Bokken en mollen in de Reie en het Zwin

Maurits Coornaert

In de Ieperse stadsrekeningen van 1324 tot 1329 ontmoet W. Beele uit leper verscheidene keren de woorden "backer" en "backen". Schrijver raadpleegt een paar woordenboeken van de middeleeuwse Nederlandse en Franse taal. Deze naslagwerken vermelden de termen "bac" en "baccogghe", die zowel veerboot als baggerschuit kunnen betekenen. Steunend op 11 teksten uit de Ieperse rekeningen, meent W. Beele te mogen aannemen dat het telkens gaat om een veerboot.(1)

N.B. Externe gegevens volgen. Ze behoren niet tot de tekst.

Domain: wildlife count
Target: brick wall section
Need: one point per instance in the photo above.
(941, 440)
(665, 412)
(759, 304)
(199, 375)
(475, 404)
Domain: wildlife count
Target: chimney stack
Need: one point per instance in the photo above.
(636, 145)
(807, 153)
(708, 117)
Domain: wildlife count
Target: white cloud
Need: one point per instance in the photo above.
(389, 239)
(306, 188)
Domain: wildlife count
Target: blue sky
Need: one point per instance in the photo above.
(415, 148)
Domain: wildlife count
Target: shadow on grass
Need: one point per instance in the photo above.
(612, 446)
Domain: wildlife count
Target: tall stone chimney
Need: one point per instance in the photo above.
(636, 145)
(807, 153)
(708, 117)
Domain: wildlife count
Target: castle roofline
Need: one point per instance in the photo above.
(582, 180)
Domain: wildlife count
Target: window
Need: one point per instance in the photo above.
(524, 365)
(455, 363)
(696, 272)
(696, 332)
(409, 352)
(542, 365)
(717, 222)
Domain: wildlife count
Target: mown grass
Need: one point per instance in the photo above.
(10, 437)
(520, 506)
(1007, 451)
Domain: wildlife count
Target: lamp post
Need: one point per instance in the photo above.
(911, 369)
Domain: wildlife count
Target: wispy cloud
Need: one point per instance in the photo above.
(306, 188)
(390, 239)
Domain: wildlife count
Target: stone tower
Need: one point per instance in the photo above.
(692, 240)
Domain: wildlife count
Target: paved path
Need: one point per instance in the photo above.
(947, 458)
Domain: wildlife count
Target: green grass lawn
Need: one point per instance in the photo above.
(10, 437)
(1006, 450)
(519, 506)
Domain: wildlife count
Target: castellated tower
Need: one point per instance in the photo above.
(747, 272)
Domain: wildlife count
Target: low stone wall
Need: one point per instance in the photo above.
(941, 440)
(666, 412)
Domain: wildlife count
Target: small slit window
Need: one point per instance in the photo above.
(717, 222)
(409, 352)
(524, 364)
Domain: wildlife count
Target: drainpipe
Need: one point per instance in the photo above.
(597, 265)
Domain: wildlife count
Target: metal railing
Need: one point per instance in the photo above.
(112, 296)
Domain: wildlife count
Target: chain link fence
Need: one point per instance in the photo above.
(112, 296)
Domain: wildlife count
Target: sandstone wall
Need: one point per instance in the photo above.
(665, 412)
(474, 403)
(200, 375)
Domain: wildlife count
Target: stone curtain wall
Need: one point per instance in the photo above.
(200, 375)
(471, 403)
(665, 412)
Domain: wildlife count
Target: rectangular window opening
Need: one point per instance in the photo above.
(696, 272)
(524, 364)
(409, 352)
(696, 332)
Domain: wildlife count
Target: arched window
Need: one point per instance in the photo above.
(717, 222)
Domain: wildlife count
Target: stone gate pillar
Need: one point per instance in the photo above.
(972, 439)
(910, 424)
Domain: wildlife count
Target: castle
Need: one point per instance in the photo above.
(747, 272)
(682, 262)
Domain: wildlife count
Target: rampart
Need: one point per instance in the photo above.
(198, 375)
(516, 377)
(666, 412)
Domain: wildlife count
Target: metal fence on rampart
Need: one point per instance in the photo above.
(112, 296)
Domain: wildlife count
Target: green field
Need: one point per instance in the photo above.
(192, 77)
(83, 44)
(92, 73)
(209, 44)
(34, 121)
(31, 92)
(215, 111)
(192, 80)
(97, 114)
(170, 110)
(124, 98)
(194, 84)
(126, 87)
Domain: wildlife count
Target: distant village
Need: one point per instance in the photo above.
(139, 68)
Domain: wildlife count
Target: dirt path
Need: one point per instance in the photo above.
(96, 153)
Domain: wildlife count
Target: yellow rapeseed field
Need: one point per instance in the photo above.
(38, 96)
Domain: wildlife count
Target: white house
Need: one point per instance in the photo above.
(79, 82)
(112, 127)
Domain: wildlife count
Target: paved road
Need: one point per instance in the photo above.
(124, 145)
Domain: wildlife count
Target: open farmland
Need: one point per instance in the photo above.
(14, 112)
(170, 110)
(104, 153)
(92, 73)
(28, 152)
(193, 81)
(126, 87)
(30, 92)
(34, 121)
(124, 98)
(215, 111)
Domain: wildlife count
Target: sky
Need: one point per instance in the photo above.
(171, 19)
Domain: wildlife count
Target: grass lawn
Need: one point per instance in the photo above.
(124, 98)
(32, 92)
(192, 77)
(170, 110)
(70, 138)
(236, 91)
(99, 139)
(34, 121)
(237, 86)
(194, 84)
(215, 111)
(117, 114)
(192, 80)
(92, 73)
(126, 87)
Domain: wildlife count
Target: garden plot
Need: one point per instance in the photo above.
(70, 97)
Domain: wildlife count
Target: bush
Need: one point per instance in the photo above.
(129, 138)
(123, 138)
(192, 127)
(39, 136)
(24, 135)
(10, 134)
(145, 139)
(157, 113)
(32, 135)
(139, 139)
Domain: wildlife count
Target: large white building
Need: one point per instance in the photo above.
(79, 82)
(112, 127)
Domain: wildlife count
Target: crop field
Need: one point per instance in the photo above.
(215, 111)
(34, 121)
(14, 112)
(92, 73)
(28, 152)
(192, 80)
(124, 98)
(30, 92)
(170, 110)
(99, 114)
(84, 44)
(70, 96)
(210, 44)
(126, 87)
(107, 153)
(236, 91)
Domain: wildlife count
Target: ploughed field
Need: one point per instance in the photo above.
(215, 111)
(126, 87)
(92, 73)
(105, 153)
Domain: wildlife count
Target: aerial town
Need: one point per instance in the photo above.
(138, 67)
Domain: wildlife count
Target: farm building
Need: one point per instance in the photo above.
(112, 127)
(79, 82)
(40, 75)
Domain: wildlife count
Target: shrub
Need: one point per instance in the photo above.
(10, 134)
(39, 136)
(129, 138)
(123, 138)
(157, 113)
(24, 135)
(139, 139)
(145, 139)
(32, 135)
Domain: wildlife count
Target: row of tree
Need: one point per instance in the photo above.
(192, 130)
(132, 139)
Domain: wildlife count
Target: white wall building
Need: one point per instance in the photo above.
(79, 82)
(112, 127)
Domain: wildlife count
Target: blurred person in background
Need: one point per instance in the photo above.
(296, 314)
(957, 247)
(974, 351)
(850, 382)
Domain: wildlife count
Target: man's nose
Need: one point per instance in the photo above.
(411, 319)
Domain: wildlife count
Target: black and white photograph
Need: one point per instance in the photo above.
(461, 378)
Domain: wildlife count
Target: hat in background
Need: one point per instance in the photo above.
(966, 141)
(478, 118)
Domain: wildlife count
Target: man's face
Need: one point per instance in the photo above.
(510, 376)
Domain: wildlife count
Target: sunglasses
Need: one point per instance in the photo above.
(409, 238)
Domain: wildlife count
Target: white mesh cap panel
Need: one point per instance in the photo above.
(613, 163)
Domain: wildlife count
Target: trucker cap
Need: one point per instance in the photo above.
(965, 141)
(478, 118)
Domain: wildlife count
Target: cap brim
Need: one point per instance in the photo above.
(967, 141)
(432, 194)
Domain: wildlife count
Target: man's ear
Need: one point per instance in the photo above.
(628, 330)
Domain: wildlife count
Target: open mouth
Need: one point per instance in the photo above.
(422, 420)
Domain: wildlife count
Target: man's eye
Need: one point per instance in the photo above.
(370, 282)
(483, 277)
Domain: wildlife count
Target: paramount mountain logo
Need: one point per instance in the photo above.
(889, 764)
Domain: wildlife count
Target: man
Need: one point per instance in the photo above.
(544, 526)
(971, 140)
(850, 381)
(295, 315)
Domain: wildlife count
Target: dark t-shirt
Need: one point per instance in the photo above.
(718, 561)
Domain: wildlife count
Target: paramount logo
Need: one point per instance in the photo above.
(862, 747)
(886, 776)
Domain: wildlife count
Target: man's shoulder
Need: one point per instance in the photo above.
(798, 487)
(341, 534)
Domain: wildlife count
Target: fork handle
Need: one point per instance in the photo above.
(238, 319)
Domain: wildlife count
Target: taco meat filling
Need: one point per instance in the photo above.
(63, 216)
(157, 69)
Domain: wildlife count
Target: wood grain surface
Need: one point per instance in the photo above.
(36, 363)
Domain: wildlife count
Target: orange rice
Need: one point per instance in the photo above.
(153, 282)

Aangaande de term "bacscip" in twee citaten uit de Brugse stadsrekeningen, nl. uit 1303 en 1351, geeft schrijver als mogelijke verklaring "veerboot" en "lichtboot". Ten gevolge daarvan zagen we ons genoopt om de posten, die we vroeger reeds, betreffende het "backen" in de Reie en het Zwin, uit de Brugse stadsrekeningen verzameld hadden, opnieuw te bestuderen. We kwamen tot het besluit dat de bedoelde twee posten, en vele andere uit de 14de en 15de eeuw, sloegen op baggerwerk. Deze karwei werd ook "mollen" genoemd. (2)

Vooraleer we ons eigenlijk onderwerp aanpakken, wensen we de teksten, die W. Beele samen gelezen heeft, eerst voor de ogen van onze lezers te brengen. Naar onze mening bedoelen de termen "bac­ken" en "backer" telkens baggerwerk in de Ieperleet. Deze beek verbond leper met de IJzer. De waterloop was door middel van overdragen (3) bevaarbaar gemaakt. Deze dammen hielden bet water op  het gewenste peil. Door het feit dat de Ieperleet weinig stroming bezat, was het kanaaltje onderhevig aan verslibbing, en moest het dan ook regelmatig geruimd worden.

1324: "a 3 backers qui ont backiet al Pertsoverdragh", bakkers die gebakt hebben bij de Pertsoverdrag.

1325: "a 4 backeurs en lypre", bakkers in de Ieperleet; "a 4 backeurs ouvrant entre le Cnocke et le Riole, bakkers die werkten tussen de Knok (5) en de Riole (6).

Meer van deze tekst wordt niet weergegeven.